On the other hand, if our health care dollars go to a payer which will be around a long time and which does not plan to post a profit or pay its CEOs hundreds of millions or pay itself billions to file claims, that payer will invest in a sound public health policy that includes disease prevention. If we reduce smoking, gun violence, obesity, sedentary lifestyle, we can cut health expenditures a lot, for very little money. Improvements in clean water, air and some other environmental changes will cost a little more, but they will allow us to reap much greater medical savings than another ACE inhibitor or statin type cholesterol drug. If we reduce unwanted pregnancies through sane sex ed and contraception policy, the medical savings will be vast----and none of this requires an MRI scan for every citizen or ten pills a day or medical spending that eats up 15% of our GNP.
IV. A Clockwork Orange a Day Is Not What the Doctor Prescribed At this point, I am not sure that we could even train one of the traditional health insurance companies to become a new, improved national public health payer----and why should we try? Their whole mind set has been
sick people are bad for much too long. They exist to collect premiums and all their actions are geared towards finding new and creative ways to avoid paying out on medical claims.
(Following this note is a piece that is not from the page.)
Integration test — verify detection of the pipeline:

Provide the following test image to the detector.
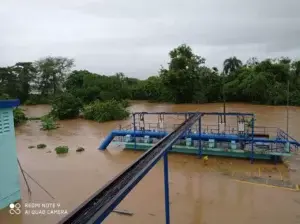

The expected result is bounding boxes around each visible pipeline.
[59,114,201,224]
Is that a skill that is likely to come in handy in the brave new world of better public health and disease prevention?
I don’t think so. We might as well hire a company like
Nike that has good accountants and keeps legible books. At least they are disease neutral.
Asking someone like Blue Cross Blue Shield to change is a bit like the mind control number played on Malcolm McDowell in a
Clockwork Orange . Even if we could turn that insurance company into an apple that was good for us, wouldn’t it require an awful lot of work? What if the training did not stick and it reverted to its unhealthful ways? We already have Medicare with its 3-7% overhead, and its large network of providers (which would become even larger if there was a massive enrollment of a bunch of younger, healthier people. Not all doctors want to have geriatric practices.) Maybe we should all take advantage of the natural apples that we have and not go trying to play Dr. Frankenstein. All those nurses and doctors who work for the health insurance companies right now will have no problem getting jobs once we have universal health care. The same goes for the coders, billers and all the other skilled workers. Only the CEOs may find themselves looking for work.
* I just had to edit this to add a link to an article about
WellCare an insurance company in Florida which apparently gave millions in bribes to Jeb Bush Republicans. In exchange it was allowed to divert funds that should have been spent on the neediest people in the state---Medicaid recipients---for its own profits.
http://citizensforethics.org/node/37300You know, there is a reason states like California and Florida are now facing bankruptcy. When you allow private companies to rob you of all your taxpayer dollars and you still have all of these citizens who still have all of their needs which must be met, you wind up being broke and needy. And the companies that you allowed to rip you off like WellCare and WellPoint, and the others just like them, they sure as hell as not going to offer to give it back without a fight.